To find the maximum magnetic field inside the conductor, we differentiate $B(r)$ with respect to $r$ and set it to zero: $\frac{dB(r)}{dr} = \frac{\mu_0 J_0}{2} \left[1-\frac{2r}{3R}\right]$ Setting $\frac{dB(r)}{dr} = 0$: $1-\frac{2r}{3R} = 0 \implies r = \frac{3R}{2}$

This value $r = \frac{3R}{2}$ is greater than $R$, meaning the maximum of the function $B(r)$ occurs outside the range $r \le R$. Since the second derivative $\frac{d^2B(r)}{dr^2} = -\frac{\mu_0 J_0}{3R}$ is negative, the function is concave down. This implies that within the range $0 \le r \le R$, $B(r)$ is monotonically increasing. Therefore, the maximum magnetic field inside the conductor occurs at $r=R$.

Let's calculate $B(R)$: $B(R) = \frac{\mu_0 J_0 R}{2} \left[1-\frac{R}{3R}\right] = \frac{\mu_0 J_0 R}{2} \left[1-\frac{1}{3}\right]$ $B(R) = \frac{\mu_0 J_0 R}{2} \left[\frac{2}{3}\right] = \frac{\mu_0 J_0 R}{3}$

2. Magnetic Field outside the conductor ($r > R$)

For an Amperian loop of radius $r$ outside the conductor, the enclosed current $I_{enc}$ is the total current flowing through the conductor. $I_{total} = \int_0^R J(r') (2\pi r') dr'$ Using the expression for $I_{enc}$ derived above and setting $r=R$: $I_{total} = \pi J_0 R^2 \left[1-\frac{R}{3R}\right] = \pi J_0 R^2 \left[\frac{2}{3}\right]$ $I_{total} = \frac{2\pi J_0 R^2}{3}$

Now, apply Ampere's Law for $r > R$: $B(r) (2\pi r) = \mu_0 I_{total}$ $B(r) (2\pi r) = \mu_0 \frac{2\pi J_0 R^2}{3}$ $B(r) = \frac{\mu_0 J_0 R^2}{3r}$ for $r > R$.

For $r > R$, the magnetic field $B(r)$ is inversely proportional to $r$, which means it continuously decreases as $r$ increases. Therefore, the maximum magnetic field outside the conductor occurs at $r=R$. At $r=R$, $B(R) = \frac{\mu_0 J_0 R^2}{3R} = \frac{\mu_0 J_0 R}{3}$.

3. Overall Maximum Magnetic Field

Comparing the magnetic field behavior:

• For $r \le R$, $B(r)$ increases from $0$ at $r=0$ to $\frac{\mu_0 J_0 R}{3}$ at $r=R$.
• For $r > R$, $B(r)$ decreases from $\frac{\mu_0 J_0 R}{3}$ at $r=R$ towards $0$ as $r \to \infty$.

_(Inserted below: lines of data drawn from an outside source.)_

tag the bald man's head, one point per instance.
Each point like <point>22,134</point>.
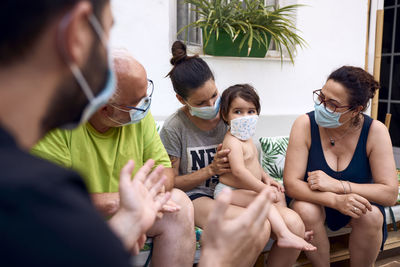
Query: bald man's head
<point>131,79</point>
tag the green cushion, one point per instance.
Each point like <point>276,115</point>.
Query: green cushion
<point>273,153</point>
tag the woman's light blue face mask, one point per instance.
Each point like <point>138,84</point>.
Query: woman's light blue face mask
<point>206,113</point>
<point>327,119</point>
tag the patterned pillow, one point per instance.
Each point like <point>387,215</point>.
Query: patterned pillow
<point>272,157</point>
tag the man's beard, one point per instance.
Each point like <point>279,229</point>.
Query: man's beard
<point>69,100</point>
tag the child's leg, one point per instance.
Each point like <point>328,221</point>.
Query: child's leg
<point>242,197</point>
<point>285,238</point>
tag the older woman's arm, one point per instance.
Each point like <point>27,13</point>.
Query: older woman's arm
<point>295,168</point>
<point>384,190</point>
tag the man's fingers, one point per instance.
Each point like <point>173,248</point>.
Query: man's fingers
<point>221,205</point>
<point>160,201</point>
<point>219,147</point>
<point>126,172</point>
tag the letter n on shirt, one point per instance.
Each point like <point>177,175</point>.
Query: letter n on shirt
<point>200,157</point>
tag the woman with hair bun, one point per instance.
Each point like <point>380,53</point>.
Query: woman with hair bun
<point>192,137</point>
<point>340,168</point>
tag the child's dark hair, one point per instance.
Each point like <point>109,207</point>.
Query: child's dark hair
<point>245,91</point>
<point>189,72</point>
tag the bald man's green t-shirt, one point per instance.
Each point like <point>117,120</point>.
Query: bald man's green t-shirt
<point>99,157</point>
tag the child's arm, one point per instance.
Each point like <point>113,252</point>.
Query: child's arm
<point>244,178</point>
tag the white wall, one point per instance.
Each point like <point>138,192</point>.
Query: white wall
<point>334,29</point>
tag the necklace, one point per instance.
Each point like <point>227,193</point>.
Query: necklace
<point>332,140</point>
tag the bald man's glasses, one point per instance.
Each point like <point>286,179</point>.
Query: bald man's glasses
<point>144,103</point>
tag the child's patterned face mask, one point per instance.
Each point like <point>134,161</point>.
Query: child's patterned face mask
<point>244,127</point>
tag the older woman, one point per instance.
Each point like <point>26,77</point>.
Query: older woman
<point>340,167</point>
<point>191,136</point>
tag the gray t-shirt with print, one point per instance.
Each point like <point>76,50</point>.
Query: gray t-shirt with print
<point>194,147</point>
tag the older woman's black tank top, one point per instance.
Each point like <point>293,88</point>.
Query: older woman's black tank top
<point>358,170</point>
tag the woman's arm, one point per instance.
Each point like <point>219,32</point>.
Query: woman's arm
<point>220,165</point>
<point>384,190</point>
<point>296,165</point>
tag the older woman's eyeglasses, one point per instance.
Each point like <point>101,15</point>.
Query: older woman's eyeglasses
<point>329,105</point>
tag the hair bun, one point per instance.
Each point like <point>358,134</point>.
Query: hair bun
<point>178,52</point>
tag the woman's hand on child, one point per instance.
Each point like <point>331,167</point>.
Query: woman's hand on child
<point>220,164</point>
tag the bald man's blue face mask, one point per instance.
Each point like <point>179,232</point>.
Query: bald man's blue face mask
<point>95,102</point>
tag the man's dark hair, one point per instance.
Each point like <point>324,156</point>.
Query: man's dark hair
<point>22,22</point>
<point>245,91</point>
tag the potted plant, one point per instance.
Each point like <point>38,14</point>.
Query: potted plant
<point>245,28</point>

Thus, the maximum magnetic field occurs at the surface of the conductor, i.e., at $r=R$, and its value is $\frac{\mu_0 J_0 R}{3}$.

Evaluating the options: (A) Maximum magnetic field is at $r = R$. (True) (B) Maximum magnetic field is at $r = 2R/3$. (False, as $B(R) > B(2R/3)$) (C) Maximum magnetic field is $\frac{\mu_0J_0R}{6}$. (False, the value is $\frac{\mu_0J_0R}{3}$) (D) Maximum magnetic field is $\frac{\mu_0J_0R}{3}$. (True)

Both statements (A) and (D) are correct.